If you were in a car accident, the best place to find witnesses is at the scene of the accident. But it might not always be possible to gather statements or information at the scene.
- At The Scene
Use your smartphone to record an eyewitness account at the scene if possible. At the very least, collect witness’ contact information so you can reach them later.
- Visit The Scene
If your accident happened in a public area, return to the scene and ask business owners or people who live in the area if they were witnesses to the accident.
- Check The Police Report
Even if you were unable to gather statements or witness information on the day of the incident, it is possible that those who called in the accident are on file in the report.
- Ask The Witnesses
Was anyone else with the witnesses you are already in contact with? Ask them if there are additional parties who might be able to corroborate what happened.
Can A Witness Come Forward After An Accident?
Yes. A witness can come forward after an accident even if they did not originally give a statement to the parties involved or the police at the scene. Often, third-party eyewitnesses do not realize what they saw could be valuable information.
If a witness finds out more information is needed about an accident and they agree to give a statement, their statement can be included in the deliberation. There is a chance their credibility will be lessened due to any time that has passed since the incident, but the jury and judge will be the ones making that determination.

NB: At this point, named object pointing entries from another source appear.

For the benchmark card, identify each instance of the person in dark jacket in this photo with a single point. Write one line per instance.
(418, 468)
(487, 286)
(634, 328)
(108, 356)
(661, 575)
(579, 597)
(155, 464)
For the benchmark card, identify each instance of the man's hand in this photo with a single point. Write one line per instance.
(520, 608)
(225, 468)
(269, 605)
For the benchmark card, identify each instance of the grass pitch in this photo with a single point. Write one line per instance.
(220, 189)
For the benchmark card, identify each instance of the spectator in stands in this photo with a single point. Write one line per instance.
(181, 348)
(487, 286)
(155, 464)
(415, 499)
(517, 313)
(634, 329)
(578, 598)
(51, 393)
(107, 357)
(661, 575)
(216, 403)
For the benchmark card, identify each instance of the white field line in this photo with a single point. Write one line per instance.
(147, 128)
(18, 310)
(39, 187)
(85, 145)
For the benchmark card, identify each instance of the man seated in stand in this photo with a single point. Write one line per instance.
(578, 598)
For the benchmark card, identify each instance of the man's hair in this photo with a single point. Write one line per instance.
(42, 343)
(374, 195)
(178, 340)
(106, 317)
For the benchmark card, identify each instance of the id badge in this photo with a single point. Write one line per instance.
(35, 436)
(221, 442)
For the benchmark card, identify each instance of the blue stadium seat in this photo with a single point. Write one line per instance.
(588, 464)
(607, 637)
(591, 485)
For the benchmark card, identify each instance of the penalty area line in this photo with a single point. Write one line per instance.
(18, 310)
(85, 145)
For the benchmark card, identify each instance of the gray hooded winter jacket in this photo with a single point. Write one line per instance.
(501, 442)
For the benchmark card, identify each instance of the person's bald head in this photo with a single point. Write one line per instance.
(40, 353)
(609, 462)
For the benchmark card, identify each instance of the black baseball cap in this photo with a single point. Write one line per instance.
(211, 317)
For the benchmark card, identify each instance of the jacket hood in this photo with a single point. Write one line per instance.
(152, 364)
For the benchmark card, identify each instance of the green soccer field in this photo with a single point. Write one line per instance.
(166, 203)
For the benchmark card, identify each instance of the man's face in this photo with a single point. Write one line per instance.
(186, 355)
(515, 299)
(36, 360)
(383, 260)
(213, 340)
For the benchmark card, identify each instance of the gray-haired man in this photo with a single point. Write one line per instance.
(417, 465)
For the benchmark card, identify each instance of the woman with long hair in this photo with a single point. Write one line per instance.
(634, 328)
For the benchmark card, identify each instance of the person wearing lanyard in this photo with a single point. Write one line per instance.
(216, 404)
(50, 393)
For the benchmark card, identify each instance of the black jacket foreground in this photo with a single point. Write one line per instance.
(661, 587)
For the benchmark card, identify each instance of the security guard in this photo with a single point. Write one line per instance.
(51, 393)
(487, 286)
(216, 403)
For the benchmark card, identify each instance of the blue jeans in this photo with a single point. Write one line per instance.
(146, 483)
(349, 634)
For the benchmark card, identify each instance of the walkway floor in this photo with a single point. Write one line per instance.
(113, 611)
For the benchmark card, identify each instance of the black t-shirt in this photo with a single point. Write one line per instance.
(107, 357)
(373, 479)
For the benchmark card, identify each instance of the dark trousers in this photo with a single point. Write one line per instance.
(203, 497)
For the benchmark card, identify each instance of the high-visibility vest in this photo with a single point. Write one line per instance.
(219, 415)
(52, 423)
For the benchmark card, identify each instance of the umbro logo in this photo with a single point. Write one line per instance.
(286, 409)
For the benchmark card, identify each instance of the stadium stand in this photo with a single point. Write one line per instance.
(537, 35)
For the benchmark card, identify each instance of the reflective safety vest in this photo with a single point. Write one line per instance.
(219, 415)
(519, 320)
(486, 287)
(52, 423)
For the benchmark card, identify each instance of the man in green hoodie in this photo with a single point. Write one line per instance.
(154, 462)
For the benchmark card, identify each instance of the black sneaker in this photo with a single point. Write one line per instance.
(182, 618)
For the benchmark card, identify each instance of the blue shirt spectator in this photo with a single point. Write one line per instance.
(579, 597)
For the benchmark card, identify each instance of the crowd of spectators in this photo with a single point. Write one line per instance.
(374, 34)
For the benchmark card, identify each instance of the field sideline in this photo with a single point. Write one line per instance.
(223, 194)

How Should You Behave In Case You See An Accident?
Seeing an accident can be a very scary thing, so it is understandable if you don’t know how to behave. The primary thing you need to remember is to stay calm but helpful.
Calling 9-1-1, taking photographs of the collision scene, giving your information to the appropriate parties, and ensuring help is on the way are all actionable ways you can react to a car accident.
After you leave the scene of the car accident, it might be beneficial to talk with a doctor or therapist about what you witnessed.
Can A Relative Be A Witness In A Car Accident?
It is possible for a relative to be a first-person or a third-party eyewitness in a car accident situation. They may be the only ones who observed what happened.
While a relative can be a witness it is important to remember they have a personal stake in the outcome of the case. Their testimony could be treated as less credible than others.
A good car accident lawyer like those at Skaug Law will be able to help you determine if the testimony from a relative is likely to be beneficial or damaging to your overall case. You should work with your law team to make this decision.
Witnessing A Car Accident: The Aftermath
Just as the effects of a car accident are not truly over when the accident ends, those who are witnesses to a car accident may continue to be involved in the situation for months or even years to come.
If you are witness to an accident, remember to remain calm yet helpful. Providing first aid should only be done if it is an emergency or requested by emergency operators. Witnesses who decide to offer first aid victims should be familiar with local laws. Idaho’s Good Samaritan Law offers immunity for persons offering first aid for victims.